So my thinking is something like: If you just throw money at FOSS ML libraries, I expect you’d mostly shorten the time from “some researcher writes a paper” and “that model is used in a billion real-world projects”. I think you’d make whatever AI tech exists be more broadly distributed. I don’t think that would directly make stronger AI arrive faster, because I think it would mostly just give people lots of easy-to-use boxes, like when CNNs got popularized, it became quite trivial to train any sort of visual classification task you wanted.
But I can see that this would make weaker AI get deployed faster, so that gains from capabilities research could be easier to see for investors, so it could indirectly pour more effort into developing stronger capabilities.

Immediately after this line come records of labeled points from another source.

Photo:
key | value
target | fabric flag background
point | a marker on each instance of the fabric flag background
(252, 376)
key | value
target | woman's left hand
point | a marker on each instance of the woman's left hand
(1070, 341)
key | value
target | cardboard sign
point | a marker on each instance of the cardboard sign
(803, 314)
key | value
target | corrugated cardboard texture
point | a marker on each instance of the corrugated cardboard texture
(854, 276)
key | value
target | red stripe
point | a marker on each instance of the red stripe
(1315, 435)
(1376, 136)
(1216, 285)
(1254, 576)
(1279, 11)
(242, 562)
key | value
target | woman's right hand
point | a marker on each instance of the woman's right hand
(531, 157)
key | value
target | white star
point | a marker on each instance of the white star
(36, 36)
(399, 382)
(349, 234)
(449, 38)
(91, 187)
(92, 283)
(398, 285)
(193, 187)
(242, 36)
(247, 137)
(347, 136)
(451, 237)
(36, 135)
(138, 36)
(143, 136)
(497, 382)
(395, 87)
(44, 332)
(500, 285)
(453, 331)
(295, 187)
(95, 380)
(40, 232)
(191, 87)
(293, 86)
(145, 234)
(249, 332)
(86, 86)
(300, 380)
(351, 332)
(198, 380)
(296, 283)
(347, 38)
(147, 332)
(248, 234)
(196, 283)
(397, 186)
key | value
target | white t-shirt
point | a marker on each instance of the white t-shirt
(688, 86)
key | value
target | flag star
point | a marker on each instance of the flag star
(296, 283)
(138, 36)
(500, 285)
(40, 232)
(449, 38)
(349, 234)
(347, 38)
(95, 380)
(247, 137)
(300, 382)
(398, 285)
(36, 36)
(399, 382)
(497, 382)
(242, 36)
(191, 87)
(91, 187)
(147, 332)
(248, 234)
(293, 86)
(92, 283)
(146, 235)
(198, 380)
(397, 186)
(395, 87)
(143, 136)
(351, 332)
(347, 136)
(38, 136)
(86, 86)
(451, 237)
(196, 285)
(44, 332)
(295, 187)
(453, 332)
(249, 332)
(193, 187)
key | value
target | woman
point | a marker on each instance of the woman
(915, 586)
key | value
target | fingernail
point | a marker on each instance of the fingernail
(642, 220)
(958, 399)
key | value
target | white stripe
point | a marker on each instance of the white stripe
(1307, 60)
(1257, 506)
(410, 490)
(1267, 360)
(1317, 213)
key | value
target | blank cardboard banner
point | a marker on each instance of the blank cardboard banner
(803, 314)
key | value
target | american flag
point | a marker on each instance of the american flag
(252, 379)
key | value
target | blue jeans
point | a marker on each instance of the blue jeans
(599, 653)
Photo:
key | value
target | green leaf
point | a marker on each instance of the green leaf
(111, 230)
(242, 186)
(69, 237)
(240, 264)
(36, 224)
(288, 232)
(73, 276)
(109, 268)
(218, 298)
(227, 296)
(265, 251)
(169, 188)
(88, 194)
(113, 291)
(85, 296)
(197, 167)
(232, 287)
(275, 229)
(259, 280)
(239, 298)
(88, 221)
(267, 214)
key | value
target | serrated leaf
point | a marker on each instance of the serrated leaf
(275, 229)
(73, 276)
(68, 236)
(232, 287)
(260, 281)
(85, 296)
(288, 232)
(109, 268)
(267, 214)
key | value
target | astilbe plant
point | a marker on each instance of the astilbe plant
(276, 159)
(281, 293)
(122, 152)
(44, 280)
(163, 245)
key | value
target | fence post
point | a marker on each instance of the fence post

The change of timelines that would produce would depend on to what degree you believe that we are in a “deployment overhang”, in the sense of “practical deployment of models is lagging far behind what we have capacities for”. I can see arguments for both why we are and aren’t in such an overhang. Argument for would be of the shape “have you seen the stuff GPT-3 can do? Why doesn’t everyone have a competent virtual assistant yet?” An argument against would be “look at how slow we’re going with e.g. self-driving cars or AI in medicine, capabilities research just glosses over lots of stuff that blocks practical deployment”.
I think it also depends a lot on what exactly you’d be funding. For example, “cutting-edge pre-trained deep RL for everyone” versus “explainable interpretable robust models for everyone”
Me:
Woot, thanks! Can I share that with the others, including the author of the question? My interpretation was even that it’s about libraries like cchardet – super fundamental ones. Lots of websites misdeclare their encodings, so you get a lot of messy text with encoding errors when you try to read it. Make cchardet a bit more magical, add support for a few more encodings, and you can extract a bit more training data, or a developer saves a day of hard-coding the right encodings to use for a bunch of domains. That, except with thousands and thousands of libraries like cchardet.
Rai:
Sure you can share that, even as a comment with attribution to me if you think it could be useful.
With stuff like more fundamental libraries there it becomes i think a question of generally speeding up industry/innovation. I think you’d probably want to plug all this into a general development model.